Дверь в дом была приоткрыта. Мери ступила внутрь. В прихожей стоял острый, кислый запах крови. Сердце ее забилось чаще. Она уже знала, уже поняла… И все-таки ее не оставляло чувство, что всем своим существом она способна воспротивиться случившемуся.

Вошла в зал.

И кинулась туда, к тому невыносимому, к тому немыслимому зрелищу, от которого сердце ее просто разрывалось на части. К этому телу, такому любимому телу, привязанному к столбу лестницы. Телу, бессильно уронившему голову на грудь.

Сабля, которую она обнажила еще в прихожей, со звоном упала на пол.

– Никлаус! – позвала Мери. Позвала, будто недостаточно было увидеть кинжал, пригвоздивший к его груди письмо, чтобы понять: он не ответит. – Никлаус!

Она подняла его голову и страшно закричала. Как было не закричать при взгляде на зияющую дыру между невидящими глазами ее мужа!

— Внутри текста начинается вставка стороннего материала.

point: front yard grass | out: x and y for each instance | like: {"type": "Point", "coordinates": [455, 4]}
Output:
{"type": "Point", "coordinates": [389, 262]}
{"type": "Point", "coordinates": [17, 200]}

– Мама! – завопил в ту же минуту вбежавший в зал Никлаус-младший. Мальчик нарушил приказ, он не смог устоять – безграничная отвага гнала его туда, где в опасности его близкие.

Мери опустилась на колени у ног мужа. Она сжимала в руке письмо, только что оторванное от груди Никлауса. Смертный приговор ее мужу, свидетельство всех ее несчастий, вот они – на обороте странички из ее послания Корнелю!

Мальчик подбежал к матери, мужество оставило его, кинжал он бросил, теперь у него было только одно желание: заплакать, прижавшись к ней. Но вдруг он вспомнил о том, что заставило его покинуть свой пост. Он поднял голову:

– Энн! Энн! Где ты?

Никто не ответил, и он вскочил на ноги, готовый отправиться на поиски сестры.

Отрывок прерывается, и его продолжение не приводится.